Lukaszyk hat den Blaumann des Tankwarts gegen den Anzug des Chauffeurs getauscht. Dabei hatte er sich nur als Pförtner beim Bezirksamt beworben. Wahrscheinlich wußte er, daß er nicht lange hinter der Scheibe des Pförtnerhäuschens sitzen bleiben würde. Schon wenige Wochen später war der Mann, der offenbar etwas von Automobilen verstand, bei der Hauskolonne, zuerst als Transportarbeiter, ein halbes Jahr später als Vorarbeiter, und schließlich als Fahrer. Er fuhr Essen auf Rädern, Behinderte und Akten. Seit 18 Jahren aber ist er »ständiger persönlicher Fahrer des Bürgermeisters von Berlin Kreuzberg«.

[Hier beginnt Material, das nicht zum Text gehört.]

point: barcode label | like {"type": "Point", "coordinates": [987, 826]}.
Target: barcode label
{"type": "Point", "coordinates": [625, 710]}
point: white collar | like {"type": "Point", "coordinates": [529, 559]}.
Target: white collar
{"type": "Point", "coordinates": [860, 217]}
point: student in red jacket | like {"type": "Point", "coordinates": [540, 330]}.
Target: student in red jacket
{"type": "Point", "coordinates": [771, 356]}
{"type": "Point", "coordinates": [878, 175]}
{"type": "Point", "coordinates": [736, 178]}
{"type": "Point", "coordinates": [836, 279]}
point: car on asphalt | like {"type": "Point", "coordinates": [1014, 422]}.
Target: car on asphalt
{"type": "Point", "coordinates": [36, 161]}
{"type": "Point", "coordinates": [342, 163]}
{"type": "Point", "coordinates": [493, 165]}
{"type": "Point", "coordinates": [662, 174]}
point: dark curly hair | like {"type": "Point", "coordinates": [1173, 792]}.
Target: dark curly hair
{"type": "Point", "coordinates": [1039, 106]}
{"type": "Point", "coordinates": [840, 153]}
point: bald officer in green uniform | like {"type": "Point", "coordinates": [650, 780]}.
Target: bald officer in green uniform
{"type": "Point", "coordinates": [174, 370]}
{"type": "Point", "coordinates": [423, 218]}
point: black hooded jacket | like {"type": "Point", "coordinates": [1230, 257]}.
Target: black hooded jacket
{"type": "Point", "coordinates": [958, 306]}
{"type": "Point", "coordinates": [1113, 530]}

Er hat sie alle gefahren, egal ob CDU, SPD, Grüne oder PDS. Sie hießen Wolfgang Krüger, Günter König, Peter Strieder, Erika Romberg, Franz Schulz und Bärbel Grygier. Jetzt heißt sie Cornelia Reinauer. Er kam mit allen gut klar. Außer mit dem von den Grünen natürlich: Schulz wollte lieber mit dem Fahrrad fahren! Lukaszyk stand plötzlich nutzlos im Hof des Bezirksamtes, sollte den Hausmeisterposten übernehmen. Aber Lukaszyk hat seinen Stolz und zog es vor, in einer Reinigungsfirma zu arbeiten. Putzen ist eben seine Leidenschaft. Dennoch rief er eines Tages Peter Strieder an, der inzwischen beim Senat war. Der Chauffeur wollte wieder Chauffeur sein. Die Sekretärin sagte: »Nur, wenn es um Leben und Tod geht.« – »Genau darum geht es!«, sagte Lukaszyk. Strieder versprach, zu helfen, doch die Grünen hielten sich in Kreuzberg, und es dauerte fünf Jahre, bis Lukaszyk endlich eine neue Chance bekam. Auf einem Empfang nahm Strieder die neue Kreuzberger Bürgermeisterin Grygier beiseite und sagte: »Wenn du einen guten Fahrer brauchst, da weiß ich einen …« – Aber Bärbel Grygier ließ sich von einem SPDler nicht gerne sagen, welchen Fahrer sie zu nehmen habe. Sie zuckte mit der Schulter und sagte: »Ich hab schon einen!« Als sie Strieder später beim Arm nahm und zu ihrem Auto führte, staunte er nicht schlecht: Lukaszyk strahlte längst schon wieder hinterm Steuer.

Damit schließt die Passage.